CoNLL-2009 Shared Task:
Syntactic and Semantic Dependencies in Multiple Languages

 

 

CoNLL-2009 Shared Task Description

The task builds on the CoNLL-2008 task and extends it to multiple languages. The core of the task is to predict syntactic and semantic dependencies and their labeling. Data is provided for both statistical training and evaluation, which extract these labeled dependencies from manually annotated treebanks such as the Penn Treebank for English, the Prague Dependency Treebank for Czech and similar treebanks for Catalan, Chinese, German, Japanese and Spanish languages, enriched with semantic relations (such as those captured in the Prop/Nombank and similar resources). Great effort has been devoted to provide the participants with a common and relatively simple data representation for all the languages, similar to the last year's English data.

The objective is to perform and evaluate Semantic Role Labeling (SRL) using a dependency-based representation for both syntactic and semantic dependencies in a quite novel way (1). Furthermore, the SRL problem will address not only propositions centered around verbal predicates but also around nouns and other major part-of-speech categories (where available).

The syntactic dependencies to be modeled will be more complex than the ones used in the previous CoNLL evaluations: Johansson and Nugues have shown that a richer set of syntactic dependencies improves semantic processing (2). The proposed evaluation offers a practical framework to perform joint learning for the two problems. There are several issues that make this task attractive: We believe that the proposed dependency-based representation is a better fit for many applications (e.g., Information Retrieval, Information Extraction) where it is often sufficient to identify the dependency between the predicate and the head of the argument constituent rather than extracting the complete argument constituent.

Furthermore, it was shown that the extraction of dependencies can be performed with state-of-the-art performance in linear time (3), which can give a significant boost to the adoption of this technology in real-world applications and across multiple languages.

The task will continue investigating in several important research directions. For example, is the dependency-based representation better for SRL than the constituent-based formalism? Does joint learning improve syntactic and semantic analysis?

Training data provided

For training, the data will contain the values of the gold-standard annotation of HEAD, DEPREL, PRED and APREDs, and it will also contain the gold-standard lemma (LEMMA), part-of-speech (POS) and morphological features (FEAT). Training and development sections will be designated as such, even though their content will be formally the same. Similarly to the CoNLL-2008 shared task, this shared task evaluation is separated into two challenges:

'Closed Challenge'. Systems have to be built strictly with information contained in the given training corpus, and tuned with the development section. In addition, the PropBank frames and similar resources for the other languages can also be used (see Official Resources). Note that this means that constituent-based parsers or SRL systems can not be used in this challenge because the constituent-based annotations are not provided in our training set (unless trained in an un- or semi-supervised manner using only the data provided). The aim of this challenge is to compare the performance of the participating systems in a fair environment.

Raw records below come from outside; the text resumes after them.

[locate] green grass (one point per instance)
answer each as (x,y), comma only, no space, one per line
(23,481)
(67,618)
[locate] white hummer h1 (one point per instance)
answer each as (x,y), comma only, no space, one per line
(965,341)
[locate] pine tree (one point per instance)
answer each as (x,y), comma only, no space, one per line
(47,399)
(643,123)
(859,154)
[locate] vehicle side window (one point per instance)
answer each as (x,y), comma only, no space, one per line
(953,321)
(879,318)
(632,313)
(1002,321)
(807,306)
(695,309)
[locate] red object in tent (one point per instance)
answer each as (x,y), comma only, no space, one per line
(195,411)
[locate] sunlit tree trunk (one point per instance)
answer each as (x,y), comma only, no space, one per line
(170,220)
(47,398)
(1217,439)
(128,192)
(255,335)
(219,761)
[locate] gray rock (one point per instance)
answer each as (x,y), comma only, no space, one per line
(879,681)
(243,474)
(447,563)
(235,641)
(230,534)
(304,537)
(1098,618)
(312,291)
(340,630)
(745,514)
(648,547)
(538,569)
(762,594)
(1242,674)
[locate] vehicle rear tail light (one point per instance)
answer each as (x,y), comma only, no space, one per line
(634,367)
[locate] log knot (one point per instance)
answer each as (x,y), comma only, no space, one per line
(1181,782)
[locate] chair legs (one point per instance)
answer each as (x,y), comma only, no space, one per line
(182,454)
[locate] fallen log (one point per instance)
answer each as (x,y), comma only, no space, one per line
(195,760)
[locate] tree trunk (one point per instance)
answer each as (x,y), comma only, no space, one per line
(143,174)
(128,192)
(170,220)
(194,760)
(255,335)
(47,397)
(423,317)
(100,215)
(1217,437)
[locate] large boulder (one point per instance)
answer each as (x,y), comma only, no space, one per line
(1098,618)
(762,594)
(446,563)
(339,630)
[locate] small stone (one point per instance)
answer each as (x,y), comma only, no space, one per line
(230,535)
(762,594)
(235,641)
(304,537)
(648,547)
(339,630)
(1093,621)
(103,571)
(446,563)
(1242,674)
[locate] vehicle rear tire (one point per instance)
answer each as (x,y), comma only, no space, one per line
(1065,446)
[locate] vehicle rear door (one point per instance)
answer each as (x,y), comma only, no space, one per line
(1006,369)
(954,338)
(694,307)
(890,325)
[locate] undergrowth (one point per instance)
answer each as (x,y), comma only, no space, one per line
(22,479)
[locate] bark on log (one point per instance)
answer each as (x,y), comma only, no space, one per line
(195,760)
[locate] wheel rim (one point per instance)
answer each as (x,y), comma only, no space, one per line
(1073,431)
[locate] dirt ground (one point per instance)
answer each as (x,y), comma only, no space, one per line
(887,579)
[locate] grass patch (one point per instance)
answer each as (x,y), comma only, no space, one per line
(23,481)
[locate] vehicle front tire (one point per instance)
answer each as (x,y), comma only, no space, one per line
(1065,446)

'Open Challenge'. Systems can be developed making use of any kind of external tools and resources. The only condition is that such tools or resources must have not been developed with the annotations of the test set, both for the input and output annotations of the data. In this challenge, we are interested in learning methods which make use of any tools or resources that might improve the performance. For example, we encourage the use of rich semantic information, by using WordNet, VerbNet or a WSD system. Also, in this challenge participants are encouraged to use constituent-based parsers and SRL systems, as long as these systems were trained only with the sections of TreeBank/PropBank/NomBank used in the shared task training corpus (the exact section numbers will be announced in due time; similarly for the other languages available). To encourage the participation of the groups that are only interested in SRL, the organizers will provide the output of state-of-the-art dependency parsers as input in this challenge. The comparison of different systems in this setting may not be fair, and thus ranking of systems is not necessarily important.

The task in detail

The participants are required to chose if their system computes both the syntactic dependencies and the semantic ones (joint system), or just the latter (SRL-only system). We strongly encourage to do the joint task. The participants are required to provide the output of the selected type of system in all the languages provided. Description of the representation and format of the provided input and required output can be found in Data format section. In order to make life easier for all and to avoid guessing which words are annotated as predicates (which is often arbitrary and language- and annotation-schema-dependent), we provide a clear indication for it (even in the test data): the column FILLPRED contains Y for those lines that should be considered predicates (not necessarily just verbs, but all words that are taking arguments in the particular annotation schema and language).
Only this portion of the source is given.